Además de materiales de limpieza esenciales, los voluntarios donaron artículos vitales como alimentos y ropa al sitio de construcción.

Como el propietario se mudó mientras se realizaban las remodelaciones, los trabajadores pudieron trabajar cuando les resultó más conveniente.
La casa a la que Aniela había regresado le pareció desconocida cuando llegó allí. Las cosas que vio la conmovieron hasta tal punto que no pudo contener sus emociones. ¿Sería posible que algo así ocurriera en el mundo real?

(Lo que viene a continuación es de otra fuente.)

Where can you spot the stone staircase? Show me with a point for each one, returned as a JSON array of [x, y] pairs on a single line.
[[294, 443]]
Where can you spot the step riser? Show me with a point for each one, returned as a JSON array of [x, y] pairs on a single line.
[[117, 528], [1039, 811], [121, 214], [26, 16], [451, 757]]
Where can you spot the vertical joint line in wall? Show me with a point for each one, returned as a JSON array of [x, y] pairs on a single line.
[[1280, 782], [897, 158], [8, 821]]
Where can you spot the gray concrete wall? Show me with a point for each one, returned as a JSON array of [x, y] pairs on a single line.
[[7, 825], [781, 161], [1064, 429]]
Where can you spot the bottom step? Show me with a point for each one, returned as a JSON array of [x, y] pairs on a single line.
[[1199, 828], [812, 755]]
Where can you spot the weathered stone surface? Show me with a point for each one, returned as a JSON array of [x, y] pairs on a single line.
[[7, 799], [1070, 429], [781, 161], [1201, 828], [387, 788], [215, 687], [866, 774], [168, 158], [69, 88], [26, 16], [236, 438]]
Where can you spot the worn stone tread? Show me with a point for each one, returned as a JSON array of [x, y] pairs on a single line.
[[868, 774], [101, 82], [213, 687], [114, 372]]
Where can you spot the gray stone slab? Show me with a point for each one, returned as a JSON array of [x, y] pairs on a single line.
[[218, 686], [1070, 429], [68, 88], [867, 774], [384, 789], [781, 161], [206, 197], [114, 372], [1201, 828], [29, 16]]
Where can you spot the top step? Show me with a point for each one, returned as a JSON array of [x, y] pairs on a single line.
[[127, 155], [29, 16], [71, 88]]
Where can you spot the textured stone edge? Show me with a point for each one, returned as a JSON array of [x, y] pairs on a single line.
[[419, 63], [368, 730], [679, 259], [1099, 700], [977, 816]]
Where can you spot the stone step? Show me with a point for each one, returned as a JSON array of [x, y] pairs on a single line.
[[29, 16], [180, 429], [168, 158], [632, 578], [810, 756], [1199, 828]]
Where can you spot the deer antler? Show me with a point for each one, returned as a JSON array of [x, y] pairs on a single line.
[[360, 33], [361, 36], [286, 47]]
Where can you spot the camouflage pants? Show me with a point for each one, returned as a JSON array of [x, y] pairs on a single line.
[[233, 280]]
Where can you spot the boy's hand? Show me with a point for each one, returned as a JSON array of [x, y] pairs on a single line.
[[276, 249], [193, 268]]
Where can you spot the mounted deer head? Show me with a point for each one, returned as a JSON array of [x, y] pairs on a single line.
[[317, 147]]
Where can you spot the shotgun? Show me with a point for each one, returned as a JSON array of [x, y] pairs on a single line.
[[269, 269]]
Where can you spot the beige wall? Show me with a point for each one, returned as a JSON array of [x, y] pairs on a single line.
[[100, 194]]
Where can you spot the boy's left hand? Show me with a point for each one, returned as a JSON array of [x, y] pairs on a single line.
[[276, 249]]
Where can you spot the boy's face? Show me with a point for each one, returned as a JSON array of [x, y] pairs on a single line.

Sin embargo, si dijéramos que los Kopeć son gente con P mayúscula, no exageraríamos la situación. Huelga decir que el final de esta historia habría sido muy diferente si no hubiera sido por la ayuda de personas con buenas intenciones.

Durante este año, Aniela desarrolló una fuerte intimidad con la familia Kopeć. Sus nietos, que ha “adoptado”, ahora la visitan con frecuencia.

Ella antes era una anciana que vivía sola, pero ahora tiene una nueva casa con familiares amorosos.